In 2006, his plan to build 11 coal-fired power plants across Texas drew intense opposition from environmentalists and local leaders, including the mayors of Houston and Dallas. Wilder not only refused to negotiate, he declined to even meet with critics, including then Dallas mayor Laura Miller, whose office overlooked Wilder’s, said Jim Marston, founding director of the Environmental Defense Fund’s Texas office.

Unraveled Merger

Miller described Wilder as the type of man who “just sits in a tower and thinks of ways to make money.” The two sides eventually reached a middle ground, with TXU settled on building just three plants as part of negotiations over its takeover.

In 2001, Wilder’s aggressiveness landed him in the center of open warfare between Florida-based FPL Group Inc. and the New Orleans utility owner that it was proposing to buy. The head of FPL wanted then-Entergy Corp. Chief Financial Officer Wilder fired, according to Entergy’s CEO, after he pushed a plan to build more power plants in wholesale markets. The $16 billion takeover eventually unraveled.
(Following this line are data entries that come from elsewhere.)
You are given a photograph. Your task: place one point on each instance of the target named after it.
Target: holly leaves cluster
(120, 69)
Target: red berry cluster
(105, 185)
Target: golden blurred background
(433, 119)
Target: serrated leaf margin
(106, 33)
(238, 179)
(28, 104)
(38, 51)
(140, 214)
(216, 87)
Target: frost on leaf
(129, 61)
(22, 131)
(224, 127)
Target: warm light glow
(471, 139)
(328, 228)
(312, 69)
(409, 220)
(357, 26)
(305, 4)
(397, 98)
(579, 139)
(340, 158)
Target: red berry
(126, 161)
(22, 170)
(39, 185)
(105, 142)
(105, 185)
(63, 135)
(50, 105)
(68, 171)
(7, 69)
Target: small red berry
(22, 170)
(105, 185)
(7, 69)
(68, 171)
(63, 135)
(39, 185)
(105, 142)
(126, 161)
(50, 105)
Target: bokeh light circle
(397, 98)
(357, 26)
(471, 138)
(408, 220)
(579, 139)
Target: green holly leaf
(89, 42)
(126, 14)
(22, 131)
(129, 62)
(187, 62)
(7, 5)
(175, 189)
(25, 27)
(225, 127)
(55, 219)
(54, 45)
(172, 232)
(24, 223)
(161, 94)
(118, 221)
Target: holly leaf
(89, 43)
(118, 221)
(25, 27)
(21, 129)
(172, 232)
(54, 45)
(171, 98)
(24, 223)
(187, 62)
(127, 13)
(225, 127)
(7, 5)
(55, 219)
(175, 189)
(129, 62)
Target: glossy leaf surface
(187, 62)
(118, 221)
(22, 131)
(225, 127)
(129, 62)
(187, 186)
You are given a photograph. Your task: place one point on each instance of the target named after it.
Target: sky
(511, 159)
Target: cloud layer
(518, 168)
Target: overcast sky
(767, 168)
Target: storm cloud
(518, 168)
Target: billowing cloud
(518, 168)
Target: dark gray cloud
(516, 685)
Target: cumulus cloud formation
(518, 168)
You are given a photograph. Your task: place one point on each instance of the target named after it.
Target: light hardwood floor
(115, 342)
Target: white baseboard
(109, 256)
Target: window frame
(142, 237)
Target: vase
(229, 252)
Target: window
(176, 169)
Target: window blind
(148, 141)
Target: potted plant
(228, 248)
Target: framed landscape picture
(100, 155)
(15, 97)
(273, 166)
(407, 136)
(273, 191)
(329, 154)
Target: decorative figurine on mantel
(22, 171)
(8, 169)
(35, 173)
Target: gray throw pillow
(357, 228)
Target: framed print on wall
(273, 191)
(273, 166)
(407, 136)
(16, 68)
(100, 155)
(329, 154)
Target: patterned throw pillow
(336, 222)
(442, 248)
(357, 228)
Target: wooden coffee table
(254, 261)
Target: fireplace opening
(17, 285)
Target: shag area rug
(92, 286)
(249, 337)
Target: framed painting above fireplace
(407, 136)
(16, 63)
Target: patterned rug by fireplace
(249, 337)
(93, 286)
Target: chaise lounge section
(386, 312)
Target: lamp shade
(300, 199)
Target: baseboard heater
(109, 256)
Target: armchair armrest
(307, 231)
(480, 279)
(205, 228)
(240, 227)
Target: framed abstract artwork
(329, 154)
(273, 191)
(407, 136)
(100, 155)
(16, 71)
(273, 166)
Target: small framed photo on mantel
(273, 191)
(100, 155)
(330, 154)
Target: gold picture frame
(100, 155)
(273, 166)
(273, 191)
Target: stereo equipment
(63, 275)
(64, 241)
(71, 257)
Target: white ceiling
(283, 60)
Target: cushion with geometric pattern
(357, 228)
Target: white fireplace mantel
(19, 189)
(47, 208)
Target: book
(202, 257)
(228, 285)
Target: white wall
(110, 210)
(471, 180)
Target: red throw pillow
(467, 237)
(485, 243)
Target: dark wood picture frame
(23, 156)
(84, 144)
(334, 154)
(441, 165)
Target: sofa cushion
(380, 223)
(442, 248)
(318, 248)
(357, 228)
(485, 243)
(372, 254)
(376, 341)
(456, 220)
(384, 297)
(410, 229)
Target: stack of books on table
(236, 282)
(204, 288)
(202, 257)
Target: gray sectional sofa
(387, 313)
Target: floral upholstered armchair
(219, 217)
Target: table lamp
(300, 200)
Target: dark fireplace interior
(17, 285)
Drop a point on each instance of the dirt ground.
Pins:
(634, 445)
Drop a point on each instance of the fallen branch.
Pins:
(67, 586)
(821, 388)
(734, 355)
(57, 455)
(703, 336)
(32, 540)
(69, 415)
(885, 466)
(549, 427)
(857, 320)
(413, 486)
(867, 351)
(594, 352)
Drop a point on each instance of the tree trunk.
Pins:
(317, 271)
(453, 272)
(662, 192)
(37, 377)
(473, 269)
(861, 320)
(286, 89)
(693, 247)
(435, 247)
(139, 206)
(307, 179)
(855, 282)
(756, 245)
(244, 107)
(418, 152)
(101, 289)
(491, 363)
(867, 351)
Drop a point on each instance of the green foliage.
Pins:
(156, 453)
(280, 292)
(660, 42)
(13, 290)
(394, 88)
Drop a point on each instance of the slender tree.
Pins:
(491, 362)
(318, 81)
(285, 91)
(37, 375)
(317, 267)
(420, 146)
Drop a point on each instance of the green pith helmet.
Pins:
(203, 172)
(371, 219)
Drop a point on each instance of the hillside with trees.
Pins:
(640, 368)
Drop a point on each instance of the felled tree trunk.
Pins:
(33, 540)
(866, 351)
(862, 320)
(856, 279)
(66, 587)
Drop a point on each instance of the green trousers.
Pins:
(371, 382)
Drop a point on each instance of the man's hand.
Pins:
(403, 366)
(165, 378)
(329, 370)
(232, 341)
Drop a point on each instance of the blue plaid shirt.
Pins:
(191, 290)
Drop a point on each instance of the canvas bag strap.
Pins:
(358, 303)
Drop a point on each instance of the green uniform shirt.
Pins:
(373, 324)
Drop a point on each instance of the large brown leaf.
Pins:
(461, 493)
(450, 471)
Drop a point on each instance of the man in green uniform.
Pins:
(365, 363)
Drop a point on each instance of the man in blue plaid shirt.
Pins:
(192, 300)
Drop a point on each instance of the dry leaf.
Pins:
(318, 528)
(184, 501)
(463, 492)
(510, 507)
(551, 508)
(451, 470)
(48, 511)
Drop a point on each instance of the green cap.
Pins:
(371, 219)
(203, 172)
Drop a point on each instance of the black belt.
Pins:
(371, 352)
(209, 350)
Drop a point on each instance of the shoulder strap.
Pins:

Since joining Exco last year, Wilder has been quick to deploy strategies to slash the explorer’s costs. Its workforce is down almost 60 percent from the fourth quarter of 2014, and its 2016 capital plan has shrunk to $85 million, from $277 million a year ago. Exco’s shares have risen about 70 percent since he became executive chairman.

Next Step

Since the start of the year, the company’s 8.5 percent, senior unsecured bonds maturing in April 2022 have climbed 17.25 cents to most recently trade at 37.25 cents on the dollar on Aug 15, according to Trace, the bond-price reporting system of the Financial Industry Regulatory Authority.

In meeting the midnight deadline on its senior notes Tuesday, Exco may be readying for another step in Wilder’s plan. “Keep your eye out for a secured bond offering," said Spencer Cutter, an analyst with Bloomberg Intelligence.